What You Need to Know About Having Your Appendix Removed
Your appendix is like a toxic coworker. It doesn’t contribute much of anything, and it can cause a lot of trouble.
However, while you might try to minimize contact with a difficult colleague, you can’t afford to ignore your appendix. If it becomes inflamed, prompt diagnosis and treatment is essential.
Find out more about this tiny organ and what to expect if you ever need an appendectomy.
Causes and Treatments for Appendicitis:
1. Locate your appendix. Until it starts acting up, you may give little thought to where your appendix is. It’s only about 2 to 4 inches long, and it’s shaped like a finger that extends from your large intestine in your lower abdomen.
2. Understand the causes. Appendicitis occurs when the opening to the appendix becomes blocked, allowing bacteria to build up. Many things can cause such congestion including stool, infections, cancer, and swollen lymph nodes. When this happens, the appendix becomes swollen and inflamed.
3. Know your risk. Appendicitis isn’t hereditary or contagious, and it’s most common between the ages of about 5 to 30. There’s no known way to prevent it, but some experts believe a high fiber diet may help. Since fiber has so many health benefits, it’s a smart strategy in any case.
4. Spot the symptoms. The first sign of appendicitis is usually pain near the navel that starts to move to the lower right abdomen. Additional symptoms may include nausea and vomiting, abdominal swelling, fever, inability to pass gas, and painful urination.
5. Beware of copycats. To complicate matters, the symptoms of appendicitis mimic many other conditions. The culprit could also be gallbladder issues, a urinary tract infection, Crohn’s disease, or gastritis.
6. Skip home care. When you suspect appendicitis, it’s important to see your doctor. Many common home remedies like OTC pain medications and heating pads could increase the risk of a rupture. It’s also important to avoid eating or drinking anything until your doctor clears you.
7. Prepare for surgery. If your doctor believes there’s any chance of appendicitis, they’ll probably schedule you for surgery right away. You may need traditional abdominal surgery or a less invasive laparoscopic procedure. Keep in mind that appendectomies are a common procedure with a very high rate of success.
8. Act quickly. With appendicitis, speed matters. An infected appendix may rupture within 48 to 72 hours after the first symptoms appear.
New Findings about Your Appendix:
1. Prevent Parkinson’s. A recent study found that having your appendix removed reduces your risk of Parkinson’s disease by almost 20%. While scientists are still debating the details, this research could lead to breakthroughs for Parkinson’s disease and appendicitis.
2. Consider antibiotics. There is some growing support for using antibiotics instead of surgery to treat uncomplicated cases of appendicitis. However, the American Medical Association still recommends surgery to ensure correct diagnosis and avoid recurrent appendicitis associated with antibiotic-only treatments.
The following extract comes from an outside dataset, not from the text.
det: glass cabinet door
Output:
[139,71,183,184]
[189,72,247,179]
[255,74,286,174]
3. Reassess its value. Several studies have suggested that the appendix may be useful for something after all. It might be a haven for healthy gut bacteria left over from the days when humans ate grass and other raw foods.
When it comes to your appendix, it pays to play it safe. Seek medical care immediately if you notice pain around your navel or any troubling symptoms. There’s only about a 7% chance that you’ll ever need an appendectomy but knowing what to do in an emergency could save your life or the life of someone you love.